Due Monday, May 3, 1999

Problem Set

1. (25 pts.) Consider the conjunctive queries Q1 and Q2. Q1: p(X) :- q(X,Y) & q(X,Z) & r(Y,Z) & NOT q(Z,X) & NOT r(Y,Y) Q2: p(B) :- q(B,A) & q(B,C) & r(C,D) & NOT q(D,B) Use the Levy-Sagiv test to show that Q1 is contained in Q2, and that Q2 is not contained in Q1. Remember that to show a noncontainment, you do not have to perform the complete test, as long as you find the counterexample.

   ---

2. (25 pts.) Consider the conjunctive queries Q1 and Q2. Q1: p :- q(X,Y) & q(Y,Z) & q(Z,X) Q2: p :- q(A,B) & q(B,C) & A<=C Use the Klug-Levy-Sagiv test to show that Q1 is contained in Q2, and that Q2 is not contained in Q1.

   ---

3. (20 pts.) Consider the conjunctive queries Q1 and Q2. Q1: p(X,Y) :- q(X,Y) & q(Y,X) & X>=0 & Y>=0 Q2: p(A,B) :- q(A,B) & q(B,C) & A+B>=C Use the Gupta-Zhang-Ozsoyoglu test to show that Q1 is contained in Q2.

   ---

4. (30 pts.) Consider the built-in predicate m, where m(X,Y,Z) is true if and only if X*Y=Z. You may assume that the values of variables in arguments of m are integers.

   (a)

   Does the containment theorem for unions of CQ's hold when mis the only interpreted predicate?

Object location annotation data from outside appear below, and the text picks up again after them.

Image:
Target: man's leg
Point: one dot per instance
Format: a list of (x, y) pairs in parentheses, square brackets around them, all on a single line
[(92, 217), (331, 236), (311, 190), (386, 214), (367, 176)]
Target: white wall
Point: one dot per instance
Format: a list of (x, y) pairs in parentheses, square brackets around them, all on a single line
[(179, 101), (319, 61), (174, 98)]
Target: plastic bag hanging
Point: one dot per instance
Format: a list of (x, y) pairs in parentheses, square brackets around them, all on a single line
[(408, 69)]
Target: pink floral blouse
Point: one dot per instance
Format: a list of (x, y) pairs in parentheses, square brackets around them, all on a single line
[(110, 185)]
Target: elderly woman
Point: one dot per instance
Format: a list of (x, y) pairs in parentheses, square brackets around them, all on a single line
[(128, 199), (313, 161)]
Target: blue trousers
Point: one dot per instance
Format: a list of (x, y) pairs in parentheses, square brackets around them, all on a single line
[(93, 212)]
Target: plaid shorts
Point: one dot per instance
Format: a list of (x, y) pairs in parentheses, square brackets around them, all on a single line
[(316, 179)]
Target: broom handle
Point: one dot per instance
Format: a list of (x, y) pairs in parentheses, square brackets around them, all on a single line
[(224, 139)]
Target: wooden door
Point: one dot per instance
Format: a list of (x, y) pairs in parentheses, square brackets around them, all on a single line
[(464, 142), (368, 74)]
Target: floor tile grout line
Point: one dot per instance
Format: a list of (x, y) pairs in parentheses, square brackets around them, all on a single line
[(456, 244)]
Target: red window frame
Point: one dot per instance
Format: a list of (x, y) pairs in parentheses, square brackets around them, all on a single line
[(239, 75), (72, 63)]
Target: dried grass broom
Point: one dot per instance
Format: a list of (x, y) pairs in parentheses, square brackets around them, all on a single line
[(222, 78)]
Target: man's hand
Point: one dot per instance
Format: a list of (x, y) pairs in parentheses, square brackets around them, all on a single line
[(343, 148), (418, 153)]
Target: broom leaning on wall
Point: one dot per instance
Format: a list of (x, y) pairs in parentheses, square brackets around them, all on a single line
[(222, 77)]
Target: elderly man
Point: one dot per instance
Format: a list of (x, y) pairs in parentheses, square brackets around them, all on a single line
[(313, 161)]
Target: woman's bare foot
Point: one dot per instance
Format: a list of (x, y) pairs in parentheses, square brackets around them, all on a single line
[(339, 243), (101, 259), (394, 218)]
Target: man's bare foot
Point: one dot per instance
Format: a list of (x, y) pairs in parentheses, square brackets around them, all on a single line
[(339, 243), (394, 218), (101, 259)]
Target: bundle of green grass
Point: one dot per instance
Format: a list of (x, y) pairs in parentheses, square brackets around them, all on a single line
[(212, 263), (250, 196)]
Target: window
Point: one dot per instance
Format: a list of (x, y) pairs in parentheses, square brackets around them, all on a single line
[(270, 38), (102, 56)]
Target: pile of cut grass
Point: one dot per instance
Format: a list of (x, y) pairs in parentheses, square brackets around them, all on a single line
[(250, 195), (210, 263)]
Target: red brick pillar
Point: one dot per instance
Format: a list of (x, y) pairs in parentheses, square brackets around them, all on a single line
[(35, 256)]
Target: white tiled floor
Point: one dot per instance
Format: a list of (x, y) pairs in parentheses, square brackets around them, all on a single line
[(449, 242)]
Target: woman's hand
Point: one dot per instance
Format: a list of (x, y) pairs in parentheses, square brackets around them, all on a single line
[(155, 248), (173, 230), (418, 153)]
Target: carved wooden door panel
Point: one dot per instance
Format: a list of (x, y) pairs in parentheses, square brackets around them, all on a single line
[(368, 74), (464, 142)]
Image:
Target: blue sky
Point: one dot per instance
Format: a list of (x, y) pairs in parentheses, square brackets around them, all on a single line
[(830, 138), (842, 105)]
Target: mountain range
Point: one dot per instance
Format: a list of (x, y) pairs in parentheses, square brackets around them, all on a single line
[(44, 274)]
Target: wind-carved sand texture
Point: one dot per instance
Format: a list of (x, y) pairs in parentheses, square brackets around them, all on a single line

Prove it is, or provide a counterexample. (Hint: One or more of the arguments can be constants.)

   (b)

   Use the Gupta-Zhang-Ozsoyoglu test to test the equivalence of the following two conjunctive queries: panic :- e(X) & m(X,X,X) panic :- e(X) & e(Y) & m(X,Y,Y)

   In your test you may use any reasonable law about how multiplication of integers behaves.